Syed Hassan Tanwir Wasti wrote:
PML-N Nawaz Sharif is very popular in Punjab only therefore he deserves to be a represantative of Punjab province only. If Nawaz Sharif is a national leader than I invite him to contest election from Nazimabad Karachi against a common Pakistani. If he wins from this constituency than he will be a national leader. I have the honour of sitting with Mr Shaukat Aziz in economy class when he was finance minister.
Dear Wasti Sahab,
Same can be said about Chaudhary Shujaat Hussain [PML - Musharraf League]and Farooq Sattar [MQM] if they are told to contest Election from Larkana and Lahore respectively.
Dear Wasti Sahab, I wonder why you feel honoured while sitting besides Shaukat Aziz because in my humble opinion you are a far more honoured and respectable as compared to the Pervert Shaukat Aziz who has no self respect. Dear Wasti Sahab, you should have been ashamed for having been seated beside a Prime Minister who hadn't even any respect for the office he was holding. Read
When Aziz was ‘stared down’ by Rice By Qudssia Akhlaque
May 21, 2007 Monday Jamadi-ul-Awwal 04, 1428
ISLAMABAD, May 20: Prime Minister Shaukat Aziz has been mentioned in rather uncharitable terms in US Secretary of State Condoleezza Rice’s biography according to which when he tried to charm Dr Rice on her first trip to Pakistan in 2005, she “stared him down”.
The book titled: `Twice as Good: Condoleezza Rice and Her Path to Power’ by Newsweek Chief of Correspondents and Senior Editor Marcus Mabry has been recently launched in the United States.

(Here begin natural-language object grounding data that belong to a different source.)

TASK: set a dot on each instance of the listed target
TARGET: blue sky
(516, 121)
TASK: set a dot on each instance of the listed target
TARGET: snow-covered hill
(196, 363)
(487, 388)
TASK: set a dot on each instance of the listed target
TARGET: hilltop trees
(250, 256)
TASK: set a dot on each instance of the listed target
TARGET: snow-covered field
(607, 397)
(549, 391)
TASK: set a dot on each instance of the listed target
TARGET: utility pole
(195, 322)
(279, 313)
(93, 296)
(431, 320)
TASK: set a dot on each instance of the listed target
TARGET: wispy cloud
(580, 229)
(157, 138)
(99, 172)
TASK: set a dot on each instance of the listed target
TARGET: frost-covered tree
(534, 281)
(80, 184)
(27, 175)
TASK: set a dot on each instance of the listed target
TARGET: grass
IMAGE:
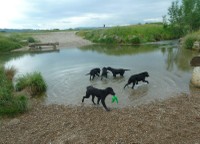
(10, 104)
(189, 39)
(11, 41)
(134, 34)
(33, 82)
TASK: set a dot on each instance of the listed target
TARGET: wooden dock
(43, 46)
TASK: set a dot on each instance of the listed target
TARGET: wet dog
(94, 72)
(101, 94)
(117, 71)
(104, 73)
(134, 79)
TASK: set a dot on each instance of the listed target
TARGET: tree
(185, 15)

Although the biography has been written by an independent journalist, the adjectives used for an incumbent prime minister appear to be unprecedented in their harshness.
Referring to Ms Rice’s first trip to South Asia in March 2005 during which she also visited Pakistan, the author writes: “Yet, when Rice sat down with Prime Minister Shaukat Aziz, who fancied himself a ladies’ man, Aziz puffed himself up and held forth in what he obviously thought was his seductive baritone. (He bragged – to Western diplomats, no less – that he could conquer any woman in two minutes.)
“(He tried) this Savile Row-suited gigolo kind of charm: `Pakistan is a country of rich traditions,’ staring in (Rice’s) eyes,” a participant at the meeting recalled.
“There was this test of wills where he was trying to use all his charms on her as a woman, and she just basically stared him down. By the end of the meeting, he was babbling.”
“The Pakistanis were shifting uncomfortably. And his voice visibly changed.” Some of the foreign men, the American official said, “They don’t get it …She has a really strong will, and I think people sometimes ‘misunderestimate’ her.”
There are also references to President Gen Pervez Musharraf in the book and how Ms Rice on her first trip to the region had serious items on her agenda, including “Pakistan’s weak efforts to root out the Taliban and Al Qaeda”.
“Then there were perpetual Pakistan-India tensions with Pakistan being a nuclear power that faced its own radical Islamists, as well as having its own ‘freedom deficit’, General Pervez Musharraf having come to power in a coup before being elected in widely boycotted elections.”
The author also mentions that Ms Rice had telephoned President Musharraf to explain that Washington was signing a new nuclear pact with India.
“The deal with Delhi, like Washington’s limited moves to stop the killing in Darfur, was a profoundly realist accommodation to the world as it was (the reality of a nuclear India) rather than as it should be (the ideal of non-proliferation.),” notes the author.